Un sujet d’inquiétude en Europe, parfois, est la diversité des langues et des cultures nationales. On constate facilement que c’est un handicap : il est difficile de parler avec les autres Européens qui n’ont pas la même langue que nous, et il est facile de se lamenter parce que l’Europe n’est pas aussi réactive dans la compétition internationale que la Chine ou les Etats-Unis, à cause de sa division en une multitude d’Etats-nations.
Ne nous lamentons pas trop ! C’est aussi un avantage dans la compétition mondiale ! Des chercheurs en sociologie expérimentale ont montré que des petits groupes partiellement connectés étaient plus innovants que des grands groupes avec une communication totale. L’explication est que dans un groupe très communicant, l’innovation arrive à un certain optimum, mais qui n’est pas toujours le meilleur. Alors que dans un groupe hétérogène, avec divers sous-groupes, chaque sous-groupe arrive plus ou moins à une solution innovante, et finalement l’ensemble du groupe peut profiter de la meilleure solution innovante trouvée par l’un des groupes.

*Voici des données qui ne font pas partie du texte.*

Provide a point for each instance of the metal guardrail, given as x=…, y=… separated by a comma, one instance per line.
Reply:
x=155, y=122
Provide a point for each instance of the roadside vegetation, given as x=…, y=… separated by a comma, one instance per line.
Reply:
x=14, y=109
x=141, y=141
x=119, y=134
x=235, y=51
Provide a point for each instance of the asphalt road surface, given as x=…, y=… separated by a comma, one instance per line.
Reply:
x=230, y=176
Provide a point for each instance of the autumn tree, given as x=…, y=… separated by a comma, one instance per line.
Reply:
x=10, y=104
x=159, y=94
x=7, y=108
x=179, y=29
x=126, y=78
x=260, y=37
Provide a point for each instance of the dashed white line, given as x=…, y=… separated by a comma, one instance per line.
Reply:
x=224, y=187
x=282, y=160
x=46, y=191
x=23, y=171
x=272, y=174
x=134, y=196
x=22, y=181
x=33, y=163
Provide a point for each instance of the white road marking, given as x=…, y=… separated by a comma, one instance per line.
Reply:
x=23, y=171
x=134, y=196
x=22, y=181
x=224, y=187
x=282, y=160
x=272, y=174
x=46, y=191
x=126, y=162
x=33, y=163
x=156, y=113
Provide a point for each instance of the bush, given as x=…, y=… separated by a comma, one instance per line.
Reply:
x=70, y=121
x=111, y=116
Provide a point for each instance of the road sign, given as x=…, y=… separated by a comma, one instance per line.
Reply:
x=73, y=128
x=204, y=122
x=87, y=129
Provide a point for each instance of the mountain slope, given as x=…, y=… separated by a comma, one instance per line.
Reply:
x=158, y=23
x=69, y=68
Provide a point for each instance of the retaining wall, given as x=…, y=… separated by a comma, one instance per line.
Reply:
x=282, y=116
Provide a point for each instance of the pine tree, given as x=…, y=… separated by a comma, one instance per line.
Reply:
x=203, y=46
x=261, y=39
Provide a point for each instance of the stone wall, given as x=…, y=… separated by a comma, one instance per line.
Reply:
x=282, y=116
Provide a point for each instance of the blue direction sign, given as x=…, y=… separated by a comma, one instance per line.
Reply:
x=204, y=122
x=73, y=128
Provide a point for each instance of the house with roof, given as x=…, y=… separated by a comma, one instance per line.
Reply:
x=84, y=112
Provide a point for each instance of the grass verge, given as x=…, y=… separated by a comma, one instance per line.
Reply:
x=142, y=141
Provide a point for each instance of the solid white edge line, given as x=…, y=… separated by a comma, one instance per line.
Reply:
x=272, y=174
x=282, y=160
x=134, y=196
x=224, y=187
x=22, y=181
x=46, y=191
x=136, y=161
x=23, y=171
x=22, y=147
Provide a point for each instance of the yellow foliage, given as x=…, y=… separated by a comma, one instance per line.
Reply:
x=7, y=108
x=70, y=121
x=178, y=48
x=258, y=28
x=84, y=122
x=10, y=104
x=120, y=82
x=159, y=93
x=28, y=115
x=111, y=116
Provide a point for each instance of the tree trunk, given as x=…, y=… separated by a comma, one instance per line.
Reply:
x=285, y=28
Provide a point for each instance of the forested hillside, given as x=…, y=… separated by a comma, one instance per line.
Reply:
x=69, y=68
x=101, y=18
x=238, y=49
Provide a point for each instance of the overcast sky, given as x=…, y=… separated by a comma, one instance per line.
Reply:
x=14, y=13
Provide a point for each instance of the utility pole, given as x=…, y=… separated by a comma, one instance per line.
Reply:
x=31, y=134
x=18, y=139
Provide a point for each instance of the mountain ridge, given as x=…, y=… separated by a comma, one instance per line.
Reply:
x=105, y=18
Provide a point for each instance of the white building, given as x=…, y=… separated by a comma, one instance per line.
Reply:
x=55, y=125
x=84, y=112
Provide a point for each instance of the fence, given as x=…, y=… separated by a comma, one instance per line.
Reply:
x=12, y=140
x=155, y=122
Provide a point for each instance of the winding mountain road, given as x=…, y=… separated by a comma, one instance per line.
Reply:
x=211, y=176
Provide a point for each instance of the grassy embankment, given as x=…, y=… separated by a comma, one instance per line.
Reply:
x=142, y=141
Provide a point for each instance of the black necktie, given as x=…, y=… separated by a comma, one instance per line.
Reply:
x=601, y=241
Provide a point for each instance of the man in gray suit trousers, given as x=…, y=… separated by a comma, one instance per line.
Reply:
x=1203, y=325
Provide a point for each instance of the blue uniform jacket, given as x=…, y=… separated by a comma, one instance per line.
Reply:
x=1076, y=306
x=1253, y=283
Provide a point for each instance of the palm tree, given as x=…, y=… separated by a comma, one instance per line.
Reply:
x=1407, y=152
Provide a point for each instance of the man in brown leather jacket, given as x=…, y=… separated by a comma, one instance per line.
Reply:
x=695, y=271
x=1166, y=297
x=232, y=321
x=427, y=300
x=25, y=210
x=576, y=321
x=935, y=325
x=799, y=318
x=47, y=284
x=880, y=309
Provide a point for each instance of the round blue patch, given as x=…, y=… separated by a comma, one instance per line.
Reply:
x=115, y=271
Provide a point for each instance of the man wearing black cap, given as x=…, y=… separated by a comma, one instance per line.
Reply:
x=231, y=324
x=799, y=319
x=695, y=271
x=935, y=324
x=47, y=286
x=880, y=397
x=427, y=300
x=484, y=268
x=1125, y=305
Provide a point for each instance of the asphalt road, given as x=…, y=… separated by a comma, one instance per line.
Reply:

Mais pour ça, il faut quand même une certaine communication entre les sous-groupes.
Application à l’Europe : c’est bien d’avoir des sous-groupes nationaux, travaillant presque indépendamment, mais il faut quand même une langue commune pour permettre une certaine communication entre les sous-groupes. L’idéal serait l’espéranto, langue commune simple, facile, précise et équitable.